Ammonium Nitrate is a white, crystalline solid that looks like salt. it is a hazardous chemical, having caused dozens of severe explosions worldwide. Ammonium nitrate in its pure form is stable, but heat and confinement or a severe shock can lead to detonation that can be disastrous. Managing scientifically in a targeted manner has become the highest priority in risk management and control of this substance.
Long-term storage of ammonium nitrate poses a major risk due to contamination. While the thermal decomposition temperature of ammonium nitrate is 200°C, the presence of contaminants can significantly reduce this.
What is Ammonium nitrate?
Ammonium nitrate(also known as Ammonium saltpetre and Ammonium nitricum) is a colourless crystalline substance with the chemical formula NH4NO3. It readily absorbs water and is soluble in water at 20° C. Ammonium nitrate is commonly used in fertilizers, herbicides, and insecticides. It is also used in explosives for blasting rocks and in mining.
Ammonium nitrate Hazards
Pure Ammonium nitrate does not burn, but it accelerates the burning of combustible materials and produces toxic oxides of nitrogen during combustion. So, it should not be stored near combustible substances. It has three main hazards:
Toxic decomposition products
Pure ammonium nitrate melts at 170° C and decomposes above 210° C producing clouds of toxic fumes that may be yellow or brown.
Fire due to oxidizing nature
Ammonium nitrate is an oxidizing agent, it supplies oxygen to the fuel in a fire and supports burning even when air is excluded.
In the fire, ammonium nitrate may form and if confined, may explode. This is because hot ammonium nitrate becomes very sensitive to shock particularly if it contacts incompatible materials.
Ammonium nitrate Storage
Ammonium nitrate should be stored in containers constructed of material that will not burn such as steel, concrete or brick. Storage conditions of Ammonium nitrate are listed below:
- If ammonium nitrate is stored outside, it should be protected from the weather.

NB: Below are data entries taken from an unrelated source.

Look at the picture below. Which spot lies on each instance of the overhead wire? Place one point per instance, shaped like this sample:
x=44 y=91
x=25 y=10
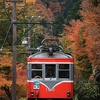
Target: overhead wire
x=6 y=37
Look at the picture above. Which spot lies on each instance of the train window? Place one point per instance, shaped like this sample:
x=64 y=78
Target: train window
x=50 y=70
x=36 y=70
x=36 y=66
x=63 y=70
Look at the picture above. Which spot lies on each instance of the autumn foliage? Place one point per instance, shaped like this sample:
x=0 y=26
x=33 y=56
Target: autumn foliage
x=6 y=77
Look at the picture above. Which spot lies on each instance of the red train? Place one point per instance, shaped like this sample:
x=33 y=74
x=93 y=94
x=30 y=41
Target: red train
x=50 y=73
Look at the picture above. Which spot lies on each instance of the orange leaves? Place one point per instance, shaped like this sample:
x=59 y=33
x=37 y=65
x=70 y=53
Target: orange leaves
x=5 y=61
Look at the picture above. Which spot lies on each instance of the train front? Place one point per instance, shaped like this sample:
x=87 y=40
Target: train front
x=50 y=75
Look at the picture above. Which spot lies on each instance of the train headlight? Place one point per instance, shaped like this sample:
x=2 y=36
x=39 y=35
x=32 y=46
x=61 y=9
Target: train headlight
x=68 y=93
x=32 y=93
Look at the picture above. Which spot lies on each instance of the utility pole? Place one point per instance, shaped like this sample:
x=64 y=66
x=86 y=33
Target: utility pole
x=14 y=50
x=29 y=33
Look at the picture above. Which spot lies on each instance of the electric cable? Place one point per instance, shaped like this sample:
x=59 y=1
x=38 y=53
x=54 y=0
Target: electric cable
x=5 y=37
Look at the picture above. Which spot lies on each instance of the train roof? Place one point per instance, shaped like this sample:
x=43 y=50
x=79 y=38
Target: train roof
x=46 y=55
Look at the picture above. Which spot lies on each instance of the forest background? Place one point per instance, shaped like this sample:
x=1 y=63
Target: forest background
x=78 y=26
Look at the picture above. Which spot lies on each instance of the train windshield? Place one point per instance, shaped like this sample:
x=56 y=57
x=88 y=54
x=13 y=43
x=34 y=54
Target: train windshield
x=36 y=70
x=50 y=70
x=63 y=71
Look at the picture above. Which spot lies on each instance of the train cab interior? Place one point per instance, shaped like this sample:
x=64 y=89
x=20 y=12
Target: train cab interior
x=50 y=71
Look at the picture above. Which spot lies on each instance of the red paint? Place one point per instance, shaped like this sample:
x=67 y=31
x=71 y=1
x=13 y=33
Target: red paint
x=50 y=60
x=59 y=91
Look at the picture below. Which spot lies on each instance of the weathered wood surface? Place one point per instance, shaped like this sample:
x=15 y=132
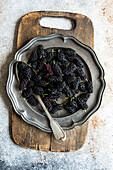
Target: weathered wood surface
x=26 y=135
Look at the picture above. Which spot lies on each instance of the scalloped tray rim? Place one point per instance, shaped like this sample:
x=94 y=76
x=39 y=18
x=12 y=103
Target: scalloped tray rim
x=21 y=112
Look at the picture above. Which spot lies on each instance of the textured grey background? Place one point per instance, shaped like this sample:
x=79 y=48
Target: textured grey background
x=97 y=152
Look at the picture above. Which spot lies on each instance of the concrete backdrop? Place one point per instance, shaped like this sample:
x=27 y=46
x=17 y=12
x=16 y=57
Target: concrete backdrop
x=97 y=152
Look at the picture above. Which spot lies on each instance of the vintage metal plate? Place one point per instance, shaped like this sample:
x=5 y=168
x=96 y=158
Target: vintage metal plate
x=94 y=70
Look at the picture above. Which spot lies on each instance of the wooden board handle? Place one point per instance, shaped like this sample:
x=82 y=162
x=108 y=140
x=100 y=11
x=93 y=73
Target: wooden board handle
x=71 y=16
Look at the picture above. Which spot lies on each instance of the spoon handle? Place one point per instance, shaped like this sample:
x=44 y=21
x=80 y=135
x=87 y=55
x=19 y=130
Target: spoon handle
x=56 y=128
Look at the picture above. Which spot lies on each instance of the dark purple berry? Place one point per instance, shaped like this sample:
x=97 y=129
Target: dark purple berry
x=33 y=57
x=30 y=84
x=70 y=108
x=38 y=90
x=82 y=87
x=75 y=84
x=82 y=103
x=27 y=72
x=89 y=86
x=21 y=65
x=56 y=108
x=23 y=84
x=85 y=96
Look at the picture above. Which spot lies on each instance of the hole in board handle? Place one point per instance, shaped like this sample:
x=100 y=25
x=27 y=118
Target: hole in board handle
x=58 y=23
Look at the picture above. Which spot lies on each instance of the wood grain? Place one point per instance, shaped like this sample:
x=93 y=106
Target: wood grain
x=26 y=135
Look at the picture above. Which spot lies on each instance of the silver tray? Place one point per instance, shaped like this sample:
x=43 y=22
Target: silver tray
x=94 y=70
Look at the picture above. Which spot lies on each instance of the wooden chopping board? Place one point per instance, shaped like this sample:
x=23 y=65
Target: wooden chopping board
x=28 y=136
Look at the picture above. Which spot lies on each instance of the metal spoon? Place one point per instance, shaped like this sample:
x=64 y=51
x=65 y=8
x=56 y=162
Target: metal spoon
x=58 y=132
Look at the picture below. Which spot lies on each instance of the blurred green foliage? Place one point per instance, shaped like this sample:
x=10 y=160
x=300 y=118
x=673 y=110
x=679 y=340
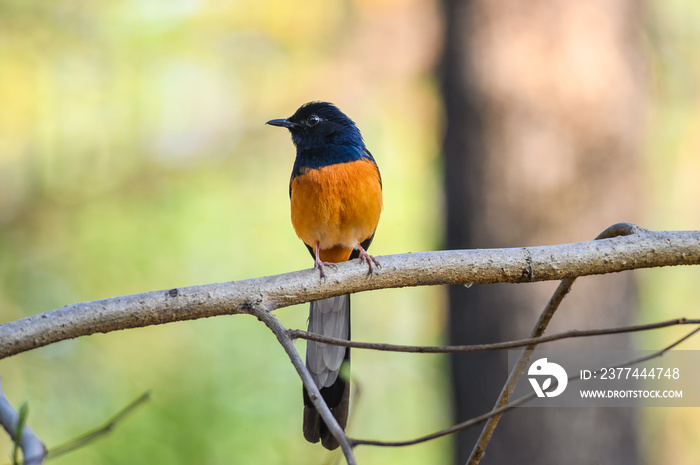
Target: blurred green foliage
x=134 y=157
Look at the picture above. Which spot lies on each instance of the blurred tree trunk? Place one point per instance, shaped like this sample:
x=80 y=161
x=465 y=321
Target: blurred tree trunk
x=544 y=105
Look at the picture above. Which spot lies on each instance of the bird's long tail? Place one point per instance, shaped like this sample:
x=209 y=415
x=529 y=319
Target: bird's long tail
x=329 y=366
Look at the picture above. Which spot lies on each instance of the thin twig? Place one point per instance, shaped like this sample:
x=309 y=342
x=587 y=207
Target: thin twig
x=509 y=406
x=574 y=333
x=33 y=449
x=619 y=229
x=97 y=433
x=287 y=343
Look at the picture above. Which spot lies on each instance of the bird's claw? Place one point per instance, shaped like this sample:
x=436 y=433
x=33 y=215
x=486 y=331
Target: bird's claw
x=369 y=259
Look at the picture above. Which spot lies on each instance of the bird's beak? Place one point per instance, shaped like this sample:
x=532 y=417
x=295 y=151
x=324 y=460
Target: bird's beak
x=284 y=123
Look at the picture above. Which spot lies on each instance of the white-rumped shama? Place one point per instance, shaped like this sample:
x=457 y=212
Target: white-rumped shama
x=336 y=199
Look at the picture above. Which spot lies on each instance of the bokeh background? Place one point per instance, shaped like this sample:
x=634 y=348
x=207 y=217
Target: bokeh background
x=134 y=157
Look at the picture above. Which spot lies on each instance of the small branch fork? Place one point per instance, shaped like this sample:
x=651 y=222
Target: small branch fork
x=621 y=247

- Ammonium nitrate should be kept dry since the risk of an explosion increases when the product becomes caked.
- Ammonium nitrate storage location should be away from sources of heat, fire or explosion.
- Main electrical switches and fuses must be installed outside the storage area to minimize the risk of fire.
- Ammonium nitrate should not be stored in the same stack as other products.
- Ammonium nitrate should be stored away from combustible materials by a distance of at least 8 m.
- Prohibit smoking in storage areas and display NO SMOKING signs.
What chemicals are incompatible with Ammonium nitrate?
Ammonium nitrate must be stored to avoid contact with combustibles, strong acids, metal salts, oxidizing agents, etc. It is incompatible with the following materials including:
- Flammable or combustible liquids such as petrol, diesel, oil, grease, paint, and carbonaceous material.
- Flammable solids.
- Powdered metals, alkali metals, zinc or galvanised iron, copper or copper alloy.
- Organic chemicals, acids, alkalis, and other corrosive materials.
- Compressed flammable gases.
- Oil-based pesticides.
- Contaminating materials including caustic soda, cement, charcoal, coal, fish oils, foam rubber, naphthalene, vegetable oils and other drying oils.
Ammonium nitrate should not be stored in the same building as incompatible materials. The risk of fire or explosion is increased if ammonium nitrate is mixed with combustible or incompatible materials.
What are the safety precautions for Ammonium nitrate?
Operators should avoid contact with skin, eyes or clothing. Plus, they should avoid ingestion and inhalation. Ammonium nitrate should be kept away from clothing and other combustible materials. Some of the necessary first-aid measures are described below:
- In the case of inhalation, provide fresh air. If symptoms persist, seek medical advice.
- In the case of skin contact, rinse the skin with water. If symptoms persist, seek medical advice.
- In the case of eye contact, irrigate copiously with clean, fresh water for at least 10 minutes, holding the eyelids apart. In case of eye irritation consult an ophthalmologist.
- In the case of ingestion, rinse your mouth. Call a doctor if you feel unwell.
Is Ammonium nitrate flammable or explosive?
Pure ammonium nitrate is stable and will explode only under extraordinary circumstances. However, the addition of combustible materials such as sugar, grain dust, or other organic contaminants, even in fairly low percentages, creates a dangerous combination and the Ammonium Nitrate mixture becomes far more susceptible to detonation.
Is Ammonium nitrate harmful to humans?
Under normal handling conditions, ammonium nitrate is not harmful. However, inhalation of high concentrations of ammonium nitrate dust can cause respiratory tract irritation.
What hazard class is Ammonium nitrate?
Ammonium nitrate is classified as a Class 2 oxidizer.